A segui­to delle recen­ti, nuove accuse, ver­so la per­sona del Sin­da­co di Fras­cati, Alessan­dro Spal­let­ta, riguardan­ti i con­tribu­ti elet­torali rice­vu­ti durante la cam­pagna per l’elezione alla car­i­ca di Sin­da­co del­la cit­tà di Fras­cati nel 2014, lo stes­so risponde con una nota:

«Dopo le nuove accuse che mi ven­gono mosse dalle forze di mino­ran­za, riguardan­ti i con­tribu­ti del­la mia cam­pagna elet­torale, mi tro­vo di nuo­vo, a chiarire la mia totale estraneità con i fat­ti per i quali ven­go chiam­a­to in causa.

Pochi giorni fa, una per­sona che conosco, è sta­ta arres­ta nell’ambito di un’inchiesta rel­a­ti­va agli appalti per il Giu­bileo; alcune delle soci­età con­trol­late dal sogget­to inter­es­sato fig­u­ra­no tra quelle che, durante la mia cam­pagna elet­torale, han­no for­ni­to un con­trib­u­to alla stessa.

I finanzi­a­men­ti ai can­di­dati sono rego­lati per legge, devono essere cor­ret­ta­mente ren­di­con­tati, essere quin­di alla luce del sole, nes­sun can­dida­to Sin­da­co può spendere o rice­vere denaro sen­za che questo sia con­trol­la­to, gius­ta­mente, dall’autorità com­pe­tente. Quan­do si apre una cam­pagna elet­torale e quin­di si ha la pos­si­bil­ità di rice­vere dei con­tribu­ti eco­nomi­ci, oltre a con­trol­lare quei con­tribu­ti e a conoscere la per­sona che li ha ero­gati, non si può sapere se quel­lo stes­so sogget­to, in futuro, si riter­rà pro­tag­o­nista di azioni poco chiare o avrà prob­le­mi per­son­ali legati ai più dis­parati motivi.

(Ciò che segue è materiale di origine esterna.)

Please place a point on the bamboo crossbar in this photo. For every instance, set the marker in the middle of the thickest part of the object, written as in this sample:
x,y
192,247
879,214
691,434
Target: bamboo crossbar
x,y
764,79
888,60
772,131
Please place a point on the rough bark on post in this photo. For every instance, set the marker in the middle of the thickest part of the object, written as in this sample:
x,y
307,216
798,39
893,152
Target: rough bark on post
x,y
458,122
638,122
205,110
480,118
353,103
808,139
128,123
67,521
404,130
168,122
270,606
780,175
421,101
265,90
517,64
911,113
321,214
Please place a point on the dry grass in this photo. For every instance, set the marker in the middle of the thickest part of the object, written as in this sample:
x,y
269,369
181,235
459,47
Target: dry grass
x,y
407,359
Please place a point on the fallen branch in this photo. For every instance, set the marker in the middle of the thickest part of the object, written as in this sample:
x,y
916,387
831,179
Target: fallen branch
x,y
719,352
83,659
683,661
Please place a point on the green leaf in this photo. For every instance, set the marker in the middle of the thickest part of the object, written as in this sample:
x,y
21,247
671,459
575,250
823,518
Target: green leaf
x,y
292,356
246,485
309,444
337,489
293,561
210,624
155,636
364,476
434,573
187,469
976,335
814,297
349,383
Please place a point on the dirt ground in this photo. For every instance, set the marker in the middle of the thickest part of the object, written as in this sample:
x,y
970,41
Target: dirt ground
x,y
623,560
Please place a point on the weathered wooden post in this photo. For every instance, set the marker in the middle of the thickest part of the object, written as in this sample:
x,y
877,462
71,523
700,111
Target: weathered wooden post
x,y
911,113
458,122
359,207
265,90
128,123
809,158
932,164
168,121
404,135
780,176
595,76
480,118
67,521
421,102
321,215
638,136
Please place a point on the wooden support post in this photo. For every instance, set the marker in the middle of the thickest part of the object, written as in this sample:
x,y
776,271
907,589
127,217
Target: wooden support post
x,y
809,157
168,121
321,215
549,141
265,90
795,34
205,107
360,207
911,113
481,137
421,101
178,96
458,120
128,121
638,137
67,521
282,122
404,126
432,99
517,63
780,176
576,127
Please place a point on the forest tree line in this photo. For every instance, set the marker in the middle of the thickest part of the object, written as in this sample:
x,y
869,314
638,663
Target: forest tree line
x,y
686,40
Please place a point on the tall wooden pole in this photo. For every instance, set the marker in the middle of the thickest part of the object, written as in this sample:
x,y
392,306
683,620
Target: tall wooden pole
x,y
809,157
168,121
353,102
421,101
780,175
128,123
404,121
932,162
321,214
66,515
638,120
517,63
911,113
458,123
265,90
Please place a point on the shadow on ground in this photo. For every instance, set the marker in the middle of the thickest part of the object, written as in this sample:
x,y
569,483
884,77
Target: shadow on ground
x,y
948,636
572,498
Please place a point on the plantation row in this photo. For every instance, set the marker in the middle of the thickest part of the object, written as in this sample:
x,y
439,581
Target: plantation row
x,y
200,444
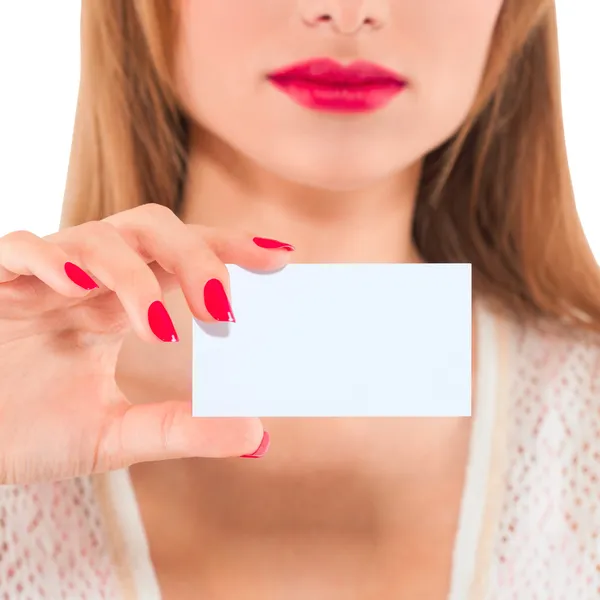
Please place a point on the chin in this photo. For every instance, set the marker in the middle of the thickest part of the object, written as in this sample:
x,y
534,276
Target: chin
x,y
337,172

Non mi è pos­si­bile con­trol­lare il des­ti­no delle sin­gole per­sone ne fare scelte al pos­to loro, ognuno è libero di com­por­tar­si come meglio crede, facen­do vol­ta per vol­ta scelte che avran­no delle con­seguen­ze, siano queste pos­i­tive o negative.

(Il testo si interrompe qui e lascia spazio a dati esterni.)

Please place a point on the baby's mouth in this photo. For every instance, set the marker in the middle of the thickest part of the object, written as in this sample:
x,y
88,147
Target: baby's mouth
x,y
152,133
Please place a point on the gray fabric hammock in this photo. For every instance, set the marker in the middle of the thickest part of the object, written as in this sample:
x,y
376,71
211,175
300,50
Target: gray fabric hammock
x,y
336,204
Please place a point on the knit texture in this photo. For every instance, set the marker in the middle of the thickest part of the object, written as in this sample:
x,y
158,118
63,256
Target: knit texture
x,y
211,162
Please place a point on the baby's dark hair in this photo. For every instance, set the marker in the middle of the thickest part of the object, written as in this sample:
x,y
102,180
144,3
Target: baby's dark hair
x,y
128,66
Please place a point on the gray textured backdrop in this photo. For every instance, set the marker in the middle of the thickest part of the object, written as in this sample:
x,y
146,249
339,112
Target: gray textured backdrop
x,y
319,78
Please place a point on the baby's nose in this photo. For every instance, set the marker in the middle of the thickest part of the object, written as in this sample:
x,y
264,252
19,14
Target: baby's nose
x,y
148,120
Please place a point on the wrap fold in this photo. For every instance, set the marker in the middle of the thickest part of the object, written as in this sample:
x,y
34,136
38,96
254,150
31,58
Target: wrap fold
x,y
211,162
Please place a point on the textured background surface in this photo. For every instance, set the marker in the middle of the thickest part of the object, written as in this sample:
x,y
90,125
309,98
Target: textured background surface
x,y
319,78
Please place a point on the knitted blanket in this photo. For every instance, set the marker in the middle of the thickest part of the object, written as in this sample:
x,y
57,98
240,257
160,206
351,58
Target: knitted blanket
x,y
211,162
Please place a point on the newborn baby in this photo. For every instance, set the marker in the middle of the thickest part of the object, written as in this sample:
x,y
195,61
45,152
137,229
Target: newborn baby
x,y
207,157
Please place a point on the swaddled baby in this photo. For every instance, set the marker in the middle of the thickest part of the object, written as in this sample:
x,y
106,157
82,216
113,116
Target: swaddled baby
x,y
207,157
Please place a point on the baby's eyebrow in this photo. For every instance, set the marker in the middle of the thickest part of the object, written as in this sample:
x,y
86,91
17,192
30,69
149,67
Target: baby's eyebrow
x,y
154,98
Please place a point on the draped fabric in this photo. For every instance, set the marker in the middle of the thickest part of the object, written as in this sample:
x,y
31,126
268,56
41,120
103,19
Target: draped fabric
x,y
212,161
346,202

All’epoca non esiste­va alcun moti­vo per­ché questi con­tribu­ti non potessero essere accettati e, ad oggi, ques­ta per­sona non ha avu­to e non ha alcun tipo di legame con il Comune o con le sue attività.

L’equazione che i con­siglieri di mino­ran­za fan­no in queste ore mi sem­bra quan­tomeno fret­tolosa e poco atten­ta. Avvic­i­n­ar­mi ad azioni crim­i­nose per­ché un mio conoscente è vis­to coin­volto in ques­ta fac­cen­da è un atteggia­men­to capzioso, volto solo a scred­i­tar­mi per­sonal­mente agli occhi di una comu­nità, quel­la di Fras­cati, che mi ha elet­to demo­c­ra­ti­ca­mente e con la quale mi scu­so per tut­ta ques­ta fac­cen­da che con­tin­ua a toc­car­mi per­sonal­mente ma con la quale, ripeto, non ho nul­la a che vedere.

Non nascon­do nul­la, ne la mia conoscen­za con ques­ta per­sona, ne il fat­to che la stes­sa abbia dato dei con­tribu­ti alla mia cam­pagna ma non esiste altro che pos­sa gius­ti­fi­care un mio “imbaraz­zo” su questo tema, sicu­ra­mente molto del­i­ca­to, ma per il quale non ho nul­la che pos­sa riguardare il mio ruo­lo di Sindaco».